そして、その胸に。ほんの僅か何かが灯った。

 

---

 

 戦は終わった。

 

 空を舞っていた白い蛾が、ゆっくりと地へ降りてくる。その背からミカが降り立ち、シュンカの隣へと歩み寄った。

 

 二人は並んで、幹部たちの元へと戻っていく。

 

 「——ボス!」

 

 最初に駆け寄ってきたのは赫飛だった。仮面の奥の声が弾んでいる。

「やったね! いや、やるまでもなかった、か。さすがだよ」

 

 「お見事です、シュンカ様」

チェインが深く頭を垂れた。武人の顔に、確かな誇りが滲む。

 

「あの怪物を、あそこまで容易く。——あなたの剣であることを、心より誇りに思います」

 

 イズナは、けだるげに煙を吐きながら、口の端を上げた。

「……ま、危なげなかったな。めんどくさい戦になるかと思ったが。——お疲れさん、ボス」

 

 エディが静かに歩み寄る。207センチの巨躯が、微かに笑っていた。

「見事な幕引きだった。——連合は瓦解。脳無も一掃。完勝だな」

 

 蔦漆が頷く。「作戦は完璧に遂行された。

——ボス、ミカ様。ご無事で何よりです」

 

 セイレーンがミカに駆け寄り、その無事を確かめた。アル・カイドは、少し離れた場所で、静かな法悦の吐息を漏らしていた。

 

 幹部たちの、それぞれの祝福。

シュンカはその真ん中で、いつものように、少し所在なさげに立っていた。彼にとって、これはただ、やるべきことを終えた、それだけのこと。

 

 

 その時。

 

 一人の男が、静かに進み出た。

 

 リ・デストロ。

 

 彼はシュンカの前まで来ると——ゆっくりと、その巨体を折り、片膝を地に着いた。

 

 「……リ・デストロ?」周囲がざわめく。

 

 彼は顔を上げ、まっすぐシュンカを見つめた。

その目に、これまでの恐怖や打算の色はなかった。あるのは——ただ、澄んだ敬慕だった。

 

 「シュンカ殿。——いや、我が王よ」彼の声は震えていた。

 

「私は生涯をかけて、『解放』を叫んできた。
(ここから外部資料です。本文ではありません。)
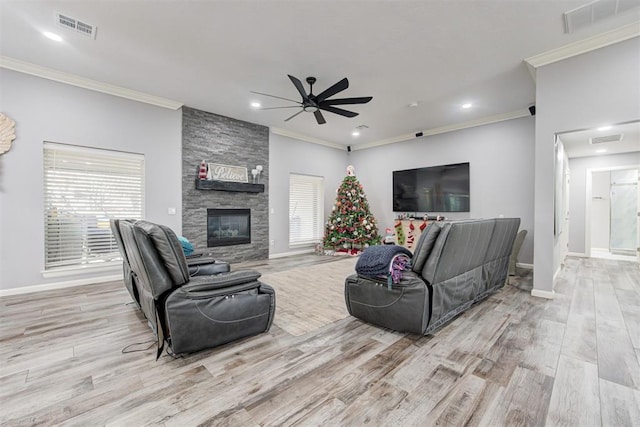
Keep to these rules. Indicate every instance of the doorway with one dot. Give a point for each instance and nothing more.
(615, 196)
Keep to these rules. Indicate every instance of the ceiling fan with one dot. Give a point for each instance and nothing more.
(314, 103)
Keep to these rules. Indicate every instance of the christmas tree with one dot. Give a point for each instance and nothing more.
(351, 224)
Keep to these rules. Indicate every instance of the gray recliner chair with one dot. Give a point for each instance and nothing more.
(198, 265)
(192, 313)
(455, 264)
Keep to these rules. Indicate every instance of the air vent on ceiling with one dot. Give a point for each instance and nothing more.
(595, 11)
(608, 138)
(76, 25)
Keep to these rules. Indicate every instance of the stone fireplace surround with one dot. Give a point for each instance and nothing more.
(218, 139)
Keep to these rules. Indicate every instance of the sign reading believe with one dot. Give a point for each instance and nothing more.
(228, 173)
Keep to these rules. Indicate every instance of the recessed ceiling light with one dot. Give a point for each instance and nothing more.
(52, 36)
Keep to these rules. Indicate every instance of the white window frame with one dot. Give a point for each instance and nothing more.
(306, 209)
(83, 189)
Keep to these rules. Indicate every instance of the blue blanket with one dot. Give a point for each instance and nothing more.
(375, 261)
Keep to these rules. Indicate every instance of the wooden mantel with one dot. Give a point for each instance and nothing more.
(244, 187)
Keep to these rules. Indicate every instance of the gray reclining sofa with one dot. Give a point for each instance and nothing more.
(455, 264)
(191, 313)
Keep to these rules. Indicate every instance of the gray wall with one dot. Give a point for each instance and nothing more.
(286, 156)
(583, 92)
(49, 111)
(501, 168)
(578, 194)
(227, 141)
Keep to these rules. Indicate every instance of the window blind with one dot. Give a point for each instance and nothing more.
(306, 201)
(83, 189)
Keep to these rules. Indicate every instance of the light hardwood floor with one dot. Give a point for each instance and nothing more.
(510, 360)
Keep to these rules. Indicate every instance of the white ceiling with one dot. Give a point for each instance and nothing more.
(578, 143)
(210, 54)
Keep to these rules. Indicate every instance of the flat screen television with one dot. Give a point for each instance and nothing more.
(433, 189)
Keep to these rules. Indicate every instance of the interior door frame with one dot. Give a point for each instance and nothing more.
(588, 196)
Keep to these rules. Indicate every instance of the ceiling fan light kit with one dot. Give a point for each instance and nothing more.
(317, 103)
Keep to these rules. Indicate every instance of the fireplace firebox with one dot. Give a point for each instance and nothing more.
(226, 227)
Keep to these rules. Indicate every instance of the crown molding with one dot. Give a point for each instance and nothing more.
(70, 79)
(445, 129)
(583, 46)
(301, 137)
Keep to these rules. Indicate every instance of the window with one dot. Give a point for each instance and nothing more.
(83, 189)
(306, 203)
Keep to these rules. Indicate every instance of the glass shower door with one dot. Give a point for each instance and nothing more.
(624, 211)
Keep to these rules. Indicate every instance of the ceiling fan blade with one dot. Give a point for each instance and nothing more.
(301, 110)
(345, 101)
(298, 84)
(319, 117)
(273, 96)
(276, 108)
(338, 87)
(339, 111)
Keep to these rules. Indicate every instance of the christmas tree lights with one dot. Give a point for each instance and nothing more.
(351, 224)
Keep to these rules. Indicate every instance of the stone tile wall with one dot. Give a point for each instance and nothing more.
(218, 139)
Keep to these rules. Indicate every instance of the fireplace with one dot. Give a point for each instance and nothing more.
(226, 227)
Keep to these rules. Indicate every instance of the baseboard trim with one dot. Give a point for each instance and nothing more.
(286, 254)
(524, 265)
(577, 255)
(58, 285)
(543, 294)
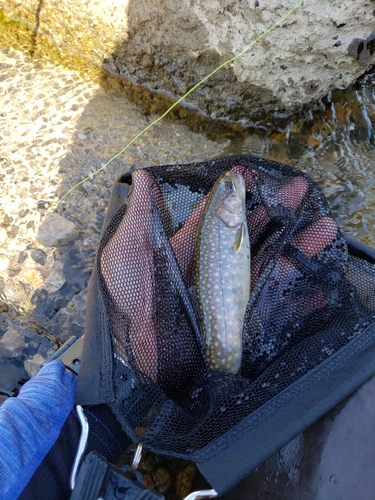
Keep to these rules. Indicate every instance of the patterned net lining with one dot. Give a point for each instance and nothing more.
(309, 298)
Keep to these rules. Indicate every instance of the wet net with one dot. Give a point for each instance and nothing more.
(309, 298)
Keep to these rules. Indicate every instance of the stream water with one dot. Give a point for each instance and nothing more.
(57, 127)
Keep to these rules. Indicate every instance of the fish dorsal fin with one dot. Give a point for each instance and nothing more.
(239, 238)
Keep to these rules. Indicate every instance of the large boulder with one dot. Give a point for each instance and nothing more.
(168, 46)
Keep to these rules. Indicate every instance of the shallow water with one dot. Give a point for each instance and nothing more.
(58, 127)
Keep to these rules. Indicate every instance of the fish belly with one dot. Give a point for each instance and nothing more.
(223, 292)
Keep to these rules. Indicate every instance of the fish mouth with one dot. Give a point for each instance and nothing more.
(239, 184)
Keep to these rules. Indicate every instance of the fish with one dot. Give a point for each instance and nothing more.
(222, 272)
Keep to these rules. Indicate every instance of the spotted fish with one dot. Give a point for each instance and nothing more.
(222, 272)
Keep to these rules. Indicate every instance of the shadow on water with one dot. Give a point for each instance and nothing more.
(333, 142)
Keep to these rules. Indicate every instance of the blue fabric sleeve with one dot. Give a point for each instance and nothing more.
(31, 423)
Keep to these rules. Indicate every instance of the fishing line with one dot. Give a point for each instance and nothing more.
(229, 61)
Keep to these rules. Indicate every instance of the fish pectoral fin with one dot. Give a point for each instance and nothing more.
(239, 238)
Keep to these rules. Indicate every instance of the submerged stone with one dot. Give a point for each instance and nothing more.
(56, 231)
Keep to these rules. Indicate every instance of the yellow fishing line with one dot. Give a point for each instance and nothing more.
(232, 59)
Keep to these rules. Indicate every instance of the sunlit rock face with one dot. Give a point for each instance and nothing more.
(169, 46)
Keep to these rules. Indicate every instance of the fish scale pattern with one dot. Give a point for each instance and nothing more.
(309, 298)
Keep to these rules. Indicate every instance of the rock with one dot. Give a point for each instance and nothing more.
(315, 49)
(11, 343)
(163, 480)
(4, 262)
(54, 281)
(313, 141)
(56, 231)
(32, 365)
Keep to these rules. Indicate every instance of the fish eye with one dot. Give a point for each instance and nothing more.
(228, 186)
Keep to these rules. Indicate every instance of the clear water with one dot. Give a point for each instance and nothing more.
(57, 127)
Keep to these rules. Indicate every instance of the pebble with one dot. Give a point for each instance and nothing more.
(163, 480)
(56, 231)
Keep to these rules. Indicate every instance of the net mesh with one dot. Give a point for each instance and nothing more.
(309, 298)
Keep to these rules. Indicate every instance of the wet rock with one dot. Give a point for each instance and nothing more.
(11, 343)
(54, 281)
(56, 231)
(4, 262)
(32, 365)
(184, 481)
(38, 256)
(163, 480)
(362, 50)
(313, 141)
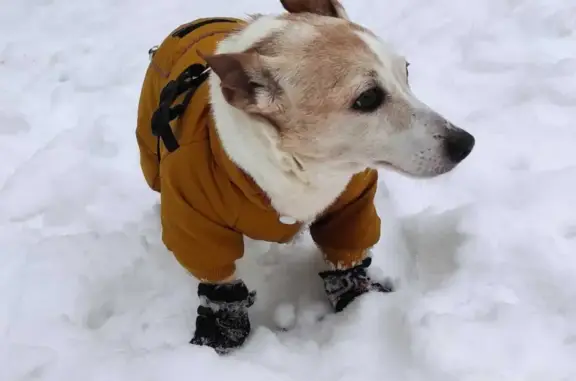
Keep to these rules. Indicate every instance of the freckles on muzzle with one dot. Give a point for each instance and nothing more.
(458, 144)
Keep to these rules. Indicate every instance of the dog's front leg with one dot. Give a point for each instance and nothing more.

あらゆる鎖から、個性を、人を解き放つ。それが私の大義だった」

 

 彼は続けた。

 

 「だが、あなたを見て悟った。——何にも縛られず、何も望まず、ただ在るだけで、すべてを得る。それこそが、真の解放だ。私が生涯かけて追い求めたものは。——あなたの中に既にあった」

 

 リ・デストロの声が、荒野に響く。

 

 「あなたこそが、真の解放だ。——だから私は。

いや、我々は。心からあなたを王と仰ぎたい。

恐怖でも、打算でもない。——共に戦い、あなたを見て。心の底からそう思ったのです」

 

 その言葉に嘘はなかった。

 

 

 リ・デストロが跪いた、その瞬間。

 

 まるで、それが合図であったかのように。

 

 異能解放軍の幹部たちが、次々と膝を折った。

 

 さらに——その後ろ。

 

 異能解放軍の、十一万の軍勢が。波が引くように、一斉に、地に膝を着いていった。

 

 荒野を埋め尽くす、無数の膝。かつて、それぞれの誇りを掲げ、それぞれの大義に生きた者たちが。今、たった一人の、白い少年の前に、頭を垂れている。

 

 誰にも強制されていない。命じられてもいない。ただ——自ら、望んで。

 

 求めぬ王のもとに、世界が跪いた。

 

 その光景の中心で。

 

 シュンカは、戸惑っていた。

 

 「……なんで」。彼は、小さく呟いた。

「僕、別に。王になんてなりたくない。ただ

ミカを守っただけなのに」

 

 王になろうとした男は、何も掴めず塵に還った。王になどなりたくもない少年の前に

十一万が跪いている。

 

 この、あまりにも皮肉な光景。求める者は掴めず、求めぬ者に、すべてが集まる。

 

——その理が、今、荒野に極まっていた。

 

 

 シュンカは、跪く十一万を、困惑したまま見渡した。

 

 こんなもの要らない。玉座も、忠誠も、跪く軍勢も。僕が欲しいのは、ただ隣にいる、この子だけ。——そのはずだった。

 

 なのに。

 

 その時、彼の胸の奥で。

 

 ほんの僅かに。何かが灯った。

 

 温かい何か。それが何なのか、シュンカには分からなかった。ミカへの想いとは違う。もっと、

小さく、淡い。けれど確かにそこにある、温もり。

 

 跪くリ・デストロ。誇らしげなチェイン。けだるげなイズナ。法悦のアル・カイド。

 

——共に、あの日々を過ごしてきた、この者たちに向けて。胸の、ほんの片隅がほんの少しだけ温かい。

 

 それが、何なのか。

 

 シュンカはまだ気づかない。気づく術も、持たなかった。ただ、微かな正体の知れぬ温もりを、

胸の奥に感じただけ。

 

 彼はそれをすぐに忘れた。視線を隣のミカへと

戻す。彼の世界は、やはりただ一人を中心に回っていた。

 

 だが——その、ほんの僅かな灯は。消えずに、彼の奥深くで、静かに、息づき始めていた。

 

 いつか、それが何を意味するのか。——それを知る日は、まだ、ずっと先のことだった。

 

 荒野に、勝鬨が上がる。

 

 求めぬ王の、戴冠だった。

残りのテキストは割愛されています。